Deep dive on Hamilton Decorators
My journey into the heart of one of Hamilton's most powerful abstractions...
Ho ho ho, tis the Christmas season; when everyone is decorating their Christmas trees, I am excited to talk about decorating Python functions (leave me a present under my abstract syntax tree, please…).
Introduction
Data-driven decision-making is a useful addition to most businesses. However, a common obstacle to adoption is the slow development-to-production lifecycle; while the initial building stage often involves more effort, the ongoing adjustment of dataflows to new demands should not require a full rewrite. Hamilton creates expressive dataflows to keep data pipeline lifecycles short by improving code readability and maintenance ease.
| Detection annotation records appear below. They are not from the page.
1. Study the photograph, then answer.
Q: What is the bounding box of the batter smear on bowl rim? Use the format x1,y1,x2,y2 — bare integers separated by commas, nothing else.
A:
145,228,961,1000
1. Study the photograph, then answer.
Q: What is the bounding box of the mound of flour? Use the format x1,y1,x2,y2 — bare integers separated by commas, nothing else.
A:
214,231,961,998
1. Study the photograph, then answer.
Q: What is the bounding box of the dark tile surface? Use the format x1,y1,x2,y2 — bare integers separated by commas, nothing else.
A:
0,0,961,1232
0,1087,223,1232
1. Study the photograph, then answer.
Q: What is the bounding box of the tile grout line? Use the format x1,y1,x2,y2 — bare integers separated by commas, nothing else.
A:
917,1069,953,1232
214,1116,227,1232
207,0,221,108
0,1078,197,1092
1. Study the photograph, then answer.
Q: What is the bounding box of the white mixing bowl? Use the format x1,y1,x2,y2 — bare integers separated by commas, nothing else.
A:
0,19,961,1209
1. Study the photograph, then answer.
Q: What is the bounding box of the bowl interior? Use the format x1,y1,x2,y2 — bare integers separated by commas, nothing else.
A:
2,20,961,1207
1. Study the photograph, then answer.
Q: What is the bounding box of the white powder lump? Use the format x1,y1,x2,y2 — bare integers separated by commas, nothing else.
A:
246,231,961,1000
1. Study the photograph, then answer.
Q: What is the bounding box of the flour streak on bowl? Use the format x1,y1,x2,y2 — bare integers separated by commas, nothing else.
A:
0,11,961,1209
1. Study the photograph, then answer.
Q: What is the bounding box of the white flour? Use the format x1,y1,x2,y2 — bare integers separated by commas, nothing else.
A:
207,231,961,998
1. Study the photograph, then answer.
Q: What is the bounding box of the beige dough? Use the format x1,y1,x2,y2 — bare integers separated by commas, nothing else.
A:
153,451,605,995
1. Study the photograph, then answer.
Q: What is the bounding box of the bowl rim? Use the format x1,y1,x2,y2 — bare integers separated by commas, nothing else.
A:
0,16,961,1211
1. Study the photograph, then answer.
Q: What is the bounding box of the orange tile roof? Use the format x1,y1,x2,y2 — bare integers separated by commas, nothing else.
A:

An important challenge in designing Hamilton was to address the trade-off between asset visibility and function cluttering, which makes code unmaintainable and unreadable. We represent the data pipeline as nodes in a Directed Acyclic Graph (DAG) and designed an internal decorator lifecycle framework to perform DAG-level manipulation. Nodes provide the necessary interface layer abstracting away from Python functions and, in conjunction with the decorator lifecycle, reducing code verbosity.
In this post, we talk about a few things:
How Hamilton, can improve your dataflow building capabilities and increase team productivity.
How Hamilton naturally represents the trade-off between explicitness and verbosity.
How Hamilton uses decorators to overcome that trade-off and make everyone more productive.
How Hamilton implements the fine-grained details of the architecture and decorator lifecycle.
If you just want to get a sense of why you want to use Hamilton, read (1) and (2). If you want to understand some of its more advanced features, read (3). If you want to dig into the architecture of those and really want to nerd out (like I do), read (4).
The Power of Explicitness
Working with data is messy; you never know what comes out or which direction you are meant to go. This entails a lot of experimentation, visualization, and hypothesis testing before you arrive at useful business insights. If you need to do this once a year, it may be acceptable to rewrite a previous analysis. Imagine now, that you need to redo the process every day, or better yet, every hour. God forbid, your colleague asks you to share your Jupyter notebook with them.
It would be good to keep track of how things change so that you can retrace your steps and, more importantly, your colleagues know what is happening / can work on the same data pipeline or re-use parts for their needs. This is where some battle-tested principles from software engineering come in handy, such as version control and breaking things apart into single functionality modules.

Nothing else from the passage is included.